Mientras me la comía, la saliva que escapaba de mis labios aunada al exquisito néctar que de ella fluía, se fue acumulando en los pliegues de su cuerpo hasta quedar en el obscuro rincón de su culito, yo la estimulaba poco a poco, lentamente, con movimientos suaves y delicados, su cuerpo fue cediendo a mis ataques y ella comenzó a agitarse, señal inequívoca de que se estaba viniendo. “¡No pares! ¡Qué rico! ¡Mmmmmmm! Cuando se recuperó de su orgasmo, me dijo que mi primo no sabía que esa parte de su cuerpo existía, que la sensación había sido deliciosa. Me miró a los ojos y me dijo: “ven, quiero que me cojas”

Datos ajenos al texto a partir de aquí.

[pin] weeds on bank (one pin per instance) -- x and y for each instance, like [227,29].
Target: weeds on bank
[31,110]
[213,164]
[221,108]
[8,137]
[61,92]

Su vagina estaba sumamente húmeda, deliciosamente batida de sus propios jugos, mi verga entró riquísimo, sentía cómo me comprimía y me tallaba delicioso, cada momento que pasaba, mis embates se hacían cada vez más rápidos, más profundos, sentía, por sus gestos y movimientos, cómo le estaba gustando. Le subí las piernas a los hombros y mis estocadas se hicieron mas profundas, ella trató de aminorarlas poniendo sus manos en mi pecho, ahí fue cuando tomé un ritmo cabrón. Veía cómo sus tetas se bamboleaban a cada una de mis acometidas, la tomé con la mano por la parte baja de la espalda, sentía cómo mi verga se perdía hasta lo más profundo. Ella no dejaba de gritarme cosas, los movimientos se hicieron uno y ya no pude aguantar más, le dije que me venia y me contestó que lo hiciera dentro de ella, así que empecé a empujar con fuerza y sentí cómo mi cuerpo temblaba y se perdía en un orgasmo delicioso, inundando todo su cuerpo de mi lechita.

Descansé encima de ella, mientras ella no dejaba de apretarme por dentro. Estuvimos cogiendo toda la noche. Al otro día sonó su teléfono, era mi primo, le dijo que estaba dormida, que le marcara al rato. Ella sólo volteó y me dio un beso acompañado de una sonrisa picara.